There is no known record of such a sale, but that it must have taken place is evidenced by a deed of August 11, 1697 in which John Goodwin, mason, and Martha his wife sold property in the North End of Boston (the boundary descriptions of which make it clear that it was the former Narramore property) to Joseph Wadsworth, mariner.  In itself, there is nothing remarkable in this transaction, but there is an interesting story connected with the sellers.

John Goodwin was a prosperous mason who likely would have gone completely unremarked by history had it not happened that in 1688 four of his children began suffering from terrible and agonizing fits, “beyond those that attend an Epilepsy, or a Catalepsy”.  With the doctors unable to discover a physical cause, the sensibilities of the time demanded that a spiritual one be found instead – and, in due course, one was.  It was remembered that the eldest Goodwin daughter, Martha, had questioned their Irish laundress over the matter of some missing linen that it was thought might have been stolen, and had in consequence been given a tongue-lashing by the laundress’s mother, Goody Glover.  When young Martha’s fits began shortly thereafter, the opinion rapidly developed that Goody Glover was a witch.  The “Hag”, as Cotton Mather referred to her, was soon taken into custody, accused of witchcraft, tried, found guilty and hanged on November 16, 1688 to the jeers of a Boston crowd.  Her death did not immediately bring an end to the children’s fits, but in time the situation returned substantially to normal.

      All of Boston’s ministers had been called in to do battle with these manifestations of Satan at the afflicted Goodwin household, but it was Cotton Mather who took a special interest in the case, at one point even bringing young Martha Goodwin to live in his household for a time, during which he made a careful study of her condition. The Goodwin case figured prominently in a book he published the following year, entitled "Memorable Providences Relating to Witchcraft and Possessions", to which John Goodwin added his own account (Mather: “'Tis in his own Style; but I suppose a Pen hath not commonly been managed with more cleanly Discourse by an Hand used only to the Trowel ; and his Condition hath been such, that he may fairly have Leave to speak”). In any event, the Goodwins clearly gave substantial credit to Mather for the deliverance of their children. They became members of his church in 1690, as did their children after them. Their son Nathaniel was later an administrator of Mather’s estate.

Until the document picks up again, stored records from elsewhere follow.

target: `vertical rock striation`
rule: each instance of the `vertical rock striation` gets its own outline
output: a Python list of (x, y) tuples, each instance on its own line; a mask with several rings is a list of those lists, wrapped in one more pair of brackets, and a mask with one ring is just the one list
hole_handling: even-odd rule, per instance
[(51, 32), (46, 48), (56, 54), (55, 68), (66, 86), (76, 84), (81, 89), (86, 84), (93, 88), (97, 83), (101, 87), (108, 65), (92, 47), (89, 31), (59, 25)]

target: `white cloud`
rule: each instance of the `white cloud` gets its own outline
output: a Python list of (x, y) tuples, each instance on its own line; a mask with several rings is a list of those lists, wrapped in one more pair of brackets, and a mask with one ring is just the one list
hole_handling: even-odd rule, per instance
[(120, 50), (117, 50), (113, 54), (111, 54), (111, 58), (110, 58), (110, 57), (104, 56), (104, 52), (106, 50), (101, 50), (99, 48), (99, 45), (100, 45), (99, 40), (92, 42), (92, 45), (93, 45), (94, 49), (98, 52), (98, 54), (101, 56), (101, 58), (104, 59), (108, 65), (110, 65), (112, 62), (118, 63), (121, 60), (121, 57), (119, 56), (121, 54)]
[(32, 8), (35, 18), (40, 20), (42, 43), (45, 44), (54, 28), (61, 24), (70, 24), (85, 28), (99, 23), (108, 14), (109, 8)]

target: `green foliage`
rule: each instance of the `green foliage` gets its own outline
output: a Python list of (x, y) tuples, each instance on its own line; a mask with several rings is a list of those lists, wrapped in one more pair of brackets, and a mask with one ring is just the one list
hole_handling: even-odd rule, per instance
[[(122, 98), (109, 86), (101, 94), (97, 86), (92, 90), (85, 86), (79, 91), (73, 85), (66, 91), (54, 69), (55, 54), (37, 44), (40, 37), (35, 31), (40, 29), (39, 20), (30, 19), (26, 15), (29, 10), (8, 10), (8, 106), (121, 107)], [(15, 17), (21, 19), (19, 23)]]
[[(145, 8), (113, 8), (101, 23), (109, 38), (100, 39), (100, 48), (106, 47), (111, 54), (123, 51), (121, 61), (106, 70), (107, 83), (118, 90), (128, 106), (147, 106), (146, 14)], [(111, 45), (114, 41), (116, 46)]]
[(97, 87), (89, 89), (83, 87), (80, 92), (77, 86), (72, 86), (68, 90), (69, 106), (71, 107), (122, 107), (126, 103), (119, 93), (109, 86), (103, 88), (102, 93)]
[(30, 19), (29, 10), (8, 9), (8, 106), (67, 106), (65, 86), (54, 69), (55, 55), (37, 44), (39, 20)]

This article notes that there was some confusion about where the Goodwins lived; in Mather's telling, they resided in the South End of Boston, but according to Hutchinson's later account, it was the North End.  The answer may well have been both.  The Clough map shows a "J. Goodwin" property on Blott's Lane in the South End, but if my hunch about the effects of the 1690 smallpox epidemic is correct, then the desire of the Goodwins to beome members of Mather's North End church and live in proximity to their spiritual guide may have been resolved in seemingly providential fashion by the sudden availability of the Narramore property and the need to provide for the orphaned children of Thomas and Hannah.